Tuberculosis (TB), a significant infectious disease, typically requires a six-month course of anti-tubercular drugs (ATT). While these medications are highly effective, they can cause adverse effects, with drug-induced liver injury (DILI) being a primary concern. This study investigated the frequency, severity, and potential risk factors for hepatotoxicity in patients receiving ATT.

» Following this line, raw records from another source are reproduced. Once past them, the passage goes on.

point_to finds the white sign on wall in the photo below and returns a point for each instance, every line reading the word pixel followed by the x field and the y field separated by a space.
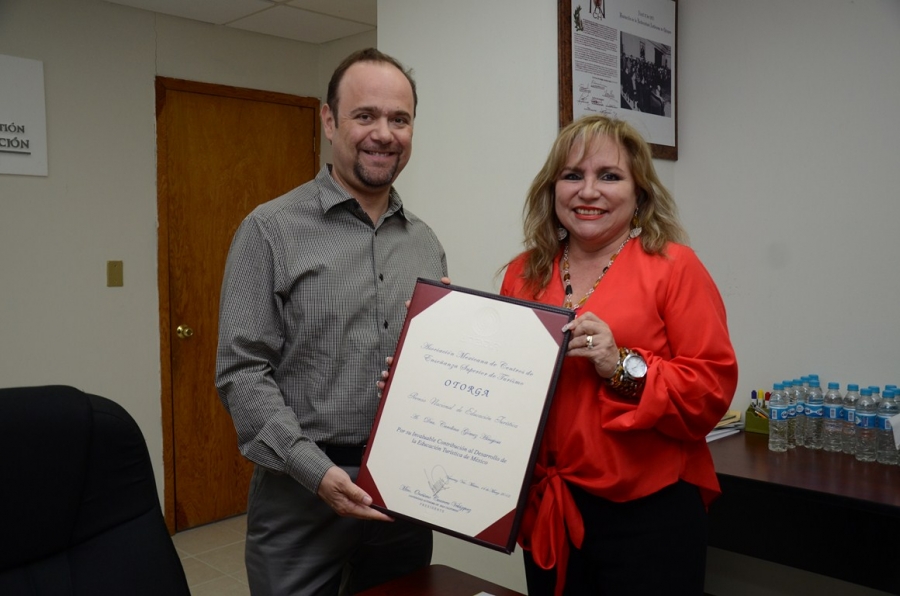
pixel 23 117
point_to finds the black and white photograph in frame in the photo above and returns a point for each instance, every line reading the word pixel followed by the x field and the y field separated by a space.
pixel 618 58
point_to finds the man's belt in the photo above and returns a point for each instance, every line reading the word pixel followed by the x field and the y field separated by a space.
pixel 343 455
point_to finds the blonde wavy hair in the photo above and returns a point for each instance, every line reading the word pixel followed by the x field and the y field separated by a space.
pixel 657 213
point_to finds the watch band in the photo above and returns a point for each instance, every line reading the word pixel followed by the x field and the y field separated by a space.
pixel 622 382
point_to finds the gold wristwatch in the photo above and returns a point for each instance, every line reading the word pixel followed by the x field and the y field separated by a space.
pixel 630 375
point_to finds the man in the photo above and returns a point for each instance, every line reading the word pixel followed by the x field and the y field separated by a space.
pixel 312 303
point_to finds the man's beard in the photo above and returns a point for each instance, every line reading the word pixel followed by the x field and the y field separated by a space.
pixel 375 179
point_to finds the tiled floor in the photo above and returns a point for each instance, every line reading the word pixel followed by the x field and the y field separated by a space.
pixel 213 558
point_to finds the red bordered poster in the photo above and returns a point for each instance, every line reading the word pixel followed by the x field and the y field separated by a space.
pixel 458 427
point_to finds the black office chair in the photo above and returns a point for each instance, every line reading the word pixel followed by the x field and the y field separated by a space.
pixel 79 511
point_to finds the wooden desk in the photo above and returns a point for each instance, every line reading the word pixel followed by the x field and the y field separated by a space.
pixel 838 517
pixel 438 580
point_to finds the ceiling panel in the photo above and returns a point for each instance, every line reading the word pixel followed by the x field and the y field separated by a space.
pixel 301 25
pixel 311 21
pixel 217 12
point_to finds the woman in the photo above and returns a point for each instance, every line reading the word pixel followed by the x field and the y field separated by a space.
pixel 623 476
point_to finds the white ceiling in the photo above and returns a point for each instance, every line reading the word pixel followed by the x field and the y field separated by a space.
pixel 313 21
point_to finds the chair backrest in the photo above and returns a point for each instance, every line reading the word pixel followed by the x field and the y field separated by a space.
pixel 79 511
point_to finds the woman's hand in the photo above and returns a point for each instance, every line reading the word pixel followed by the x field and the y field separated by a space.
pixel 593 339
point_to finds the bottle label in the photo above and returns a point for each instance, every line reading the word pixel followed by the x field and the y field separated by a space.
pixel 779 413
pixel 834 412
pixel 866 419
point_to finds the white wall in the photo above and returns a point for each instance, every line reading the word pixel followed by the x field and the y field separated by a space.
pixel 788 147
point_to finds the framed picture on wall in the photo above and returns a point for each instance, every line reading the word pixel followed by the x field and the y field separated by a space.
pixel 618 57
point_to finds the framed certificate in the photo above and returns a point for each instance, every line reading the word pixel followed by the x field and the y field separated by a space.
pixel 458 428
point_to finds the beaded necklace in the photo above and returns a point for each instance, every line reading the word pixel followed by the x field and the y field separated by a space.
pixel 566 280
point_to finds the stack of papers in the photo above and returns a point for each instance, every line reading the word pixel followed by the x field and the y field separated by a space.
pixel 728 425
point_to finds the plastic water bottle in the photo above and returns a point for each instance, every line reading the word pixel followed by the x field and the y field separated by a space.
pixel 779 418
pixel 833 426
pixel 792 412
pixel 866 418
pixel 886 450
pixel 800 409
pixel 815 412
pixel 848 444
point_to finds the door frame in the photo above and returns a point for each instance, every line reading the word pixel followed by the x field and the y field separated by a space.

The analytical cross-sectional study, conducted over a six-month period, meticulously recorded demographic data, clinical histories, and laboratory results for 125 adult TB patients. Hepatotoxicity was assessed and graded using World Health Organization (WHO) criteria. Researchers then analyzed the correlations between liver function markers, specifically alanine transaminase (ALT) and total bilirubin levels, and the observed grades of hepatotoxicity.
Liver Damage Degrees Identified
The findings indicated that 18.4% of the participants developed hepatotoxicity. Among these, the severity varied: 5.6% experienced mild liver injury, 4% had moderate damage, 4.8% suffered severe effects, and 4% presented with life-threatening liver issues.
Crucially, the study identified strong statistical links between key liver function indicators and the extent of liver damage. A moderate positive correlation (r = 0.56) was observed between ALT levels and the severity of hepatotoxicity. Even more striking was a strong correlation (r = 0.67) found between total bilirubin levels and hepatotoxicity grades.
These significant correlations underscore the critical importance of regular liver function monitoring for patients undergoing TB treatment. Proactive monitoring can help clinicians identify early signs of liver injury, allowing for timely intervention and adjustment of treatment strategies to minimize severe complications.
Did you know? Tuberculosis, primarily affecting the lungs, requires a rigorous six-month drug regimen, which unfortunately can lead to liver complications.
The study concludes that the incidence of hepatotoxicity among TB patients is substantial, reinforcing the necessity for consistent liver function monitoring. This vigilance is key to optimizing treatment outcomes and safeguarding patients from potentially severe adverse drug reactions.